The UEA Drama Society have provided me with some entertaining moments and innovative new works in the shows that I have reviewed, but their latest production is more ambitious in terms of scale while being more conventional in origin.

Sweet Charity is a large scale musical first produced in 1966 by Cy Coleman, Dorothy Fields and Neil Simon which is itself derived from the 1957 Federico Fellini film Nights of Cabiria. The film was an earthy Italian production telling the story of a prostitute looking for love, unsurprisingly the American text for the musical is somewhat bowdlerised and our heroine Charity Hope Valentine (Ella D’Arcy Jones) is a nightclub hostess who dances for paying clients. While the story does describe a world of transactional relationships this production offers nothing too tawdry for a family audience to enjoy.

Charity dances for tips but dreams of romance. At the very start we see her putting words into the mouth of her sullen boyfriend as an attempt to promote his wooing of her, instead he pushes her in a lake and nicks her handbag. Her ‘family’ of fellow dancers poke fun at her naivety but offer her support and friendship throughout yet they all seem to be cynically doomed to stay in their trade forever.

Charity has a little adventure with a film star who picks her up in a cafe – and here this production has a twist as the originally male star is now Vittoria (Ash Strain) who has had a tiff with her live in lover Ursula (Phil Edwards). Vittoria takes her to dinner and then back to her apartment where Charity demands a souvenir of her visit to show the other girls. However Ursula returns apologising so Charity is bundled into a closet and has to watch Ursula and Vittoria making love, before being escorted out of the closet the next morning.

Charity resolves to broaden her cultural horizons and finds herself stuck in a broken down college lift with shy tax accountant Oscar Lindquist (Seàn Bennett) who has a panic attack as the lights out out. She calms and comforts him while also establishing that he is unmarried. When they escape he take her to a frankly loopy hippie church where events are conducted by Daddy Brubeck (Sabrina Hassan). They date for some weeks and get closer and decide to marry. But will he overcome his worry about her previous lifestyle?

This 18 strong cast give a lively and hugely enjoyable performance supported by a 13 strong on stage orchestra. The music is lively and the dancing complex and well executed, even though for some of the cast this is a new set of stage challenges to be mastered.

Ella D’Arcy Jones is on stage almost throughout the show and her enthusiasm and energy do not falter for an instant. She gives Charity an infectious humanity and wins over the audience from the very start. She manages to remain credible in spite of the moral confusion of the role of Charity as part streetwise nightclub girl and part innocent romantic. She radiates an energy and warmth to the rest of this large cast and helps them to keep focused even in the most minor of vignettes.

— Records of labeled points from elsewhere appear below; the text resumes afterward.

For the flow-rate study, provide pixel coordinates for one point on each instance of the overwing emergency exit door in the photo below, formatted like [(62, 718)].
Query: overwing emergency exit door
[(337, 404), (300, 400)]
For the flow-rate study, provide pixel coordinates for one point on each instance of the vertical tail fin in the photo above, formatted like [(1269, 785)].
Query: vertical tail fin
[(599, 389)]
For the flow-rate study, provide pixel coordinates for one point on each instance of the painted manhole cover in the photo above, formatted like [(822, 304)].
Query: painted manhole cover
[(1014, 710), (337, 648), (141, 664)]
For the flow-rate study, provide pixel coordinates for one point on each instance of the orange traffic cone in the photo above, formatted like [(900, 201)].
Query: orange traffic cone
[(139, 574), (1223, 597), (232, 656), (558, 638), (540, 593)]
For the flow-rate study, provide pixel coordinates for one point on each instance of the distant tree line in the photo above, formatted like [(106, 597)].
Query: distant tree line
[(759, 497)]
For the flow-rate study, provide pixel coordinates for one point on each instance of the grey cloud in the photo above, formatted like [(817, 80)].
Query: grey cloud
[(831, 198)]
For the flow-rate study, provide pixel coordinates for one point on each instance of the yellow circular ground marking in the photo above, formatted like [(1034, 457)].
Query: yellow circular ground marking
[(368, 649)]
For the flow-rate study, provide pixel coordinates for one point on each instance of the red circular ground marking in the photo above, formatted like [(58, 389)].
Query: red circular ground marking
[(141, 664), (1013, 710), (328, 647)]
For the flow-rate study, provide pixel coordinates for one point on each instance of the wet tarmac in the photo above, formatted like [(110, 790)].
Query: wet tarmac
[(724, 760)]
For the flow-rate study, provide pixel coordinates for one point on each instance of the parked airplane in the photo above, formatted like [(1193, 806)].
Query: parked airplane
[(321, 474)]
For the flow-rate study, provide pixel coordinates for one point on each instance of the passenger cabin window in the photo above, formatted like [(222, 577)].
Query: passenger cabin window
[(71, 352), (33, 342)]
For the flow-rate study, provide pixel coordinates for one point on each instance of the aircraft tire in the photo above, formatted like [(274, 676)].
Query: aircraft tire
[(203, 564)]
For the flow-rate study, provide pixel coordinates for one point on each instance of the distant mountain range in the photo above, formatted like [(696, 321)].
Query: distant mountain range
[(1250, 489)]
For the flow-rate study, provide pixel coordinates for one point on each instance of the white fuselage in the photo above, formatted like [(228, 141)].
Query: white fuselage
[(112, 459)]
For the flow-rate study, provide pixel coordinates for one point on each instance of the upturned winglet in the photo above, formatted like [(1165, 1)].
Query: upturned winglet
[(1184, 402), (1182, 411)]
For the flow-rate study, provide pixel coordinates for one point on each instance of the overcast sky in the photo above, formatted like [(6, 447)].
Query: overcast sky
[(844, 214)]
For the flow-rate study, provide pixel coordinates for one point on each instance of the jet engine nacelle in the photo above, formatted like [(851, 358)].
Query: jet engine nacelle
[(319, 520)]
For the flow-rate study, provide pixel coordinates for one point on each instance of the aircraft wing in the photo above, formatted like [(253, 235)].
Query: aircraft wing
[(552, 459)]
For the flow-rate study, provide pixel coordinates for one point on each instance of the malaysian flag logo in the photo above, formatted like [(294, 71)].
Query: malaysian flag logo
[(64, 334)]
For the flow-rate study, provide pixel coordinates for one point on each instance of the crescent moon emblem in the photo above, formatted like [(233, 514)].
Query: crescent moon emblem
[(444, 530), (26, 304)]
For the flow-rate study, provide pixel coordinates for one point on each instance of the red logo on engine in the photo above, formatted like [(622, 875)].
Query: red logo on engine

Her two main showgirl pals are Nicky and Helene (Keanna Bloomfield and Ellie Martland) who combine suitably world weary resignation with some comic lines and effortless singing. The Director Molly Farley has clearly taken time to help each cast member develop a clear and distinct character, sometimes two or three from the same actor. I liked George Majin as Herman, the tetchy owner of the failing Fandango nightclub, who tries to be authoritarian but cannot stop his human side popping out. Ash Strain clearly enjoyed the role of film star vamp Vittoria Vidal and topped her contribution with a fine bit of singing, while Phil Edwards was convincing as her on off paramour Ursula.

This lively show is great fun and will send you home smiling. The cast were perhaps a little self conscious at the very start but soon got their confidence and threw themselves enthusiastically into roles great and small. Changing the film star from male to female perks up this show, but it remains rooted in heteronormative American values where a woman needs a man to be complete and stable marriage is their ultimate aim. While the end of the show  completes a circular theme with the start it is also rather dispiriting, giving credence to the popular prejudice that women in the entertainment industry are somehow immoral. With the lively music and action of this show it would be nice to see an updating which reflected the real perceptions of women today with a more uplifting denouement.

It would be good to see this show in a proper theatre venue with decent front of house facilities. While the performing space is well equipped and comfortable the waiting space and audience facilities in the UEA Drama studio make the arrival and interval times a bit of a trial. However none of my discomfort reflects on the achievement of this University company of young performers who work well together to give us a very entertaining evening. The simple and straightforward staging has created a show which could easily be taken on tour, and with all the work that the crew have put into it they deserve a wider audience.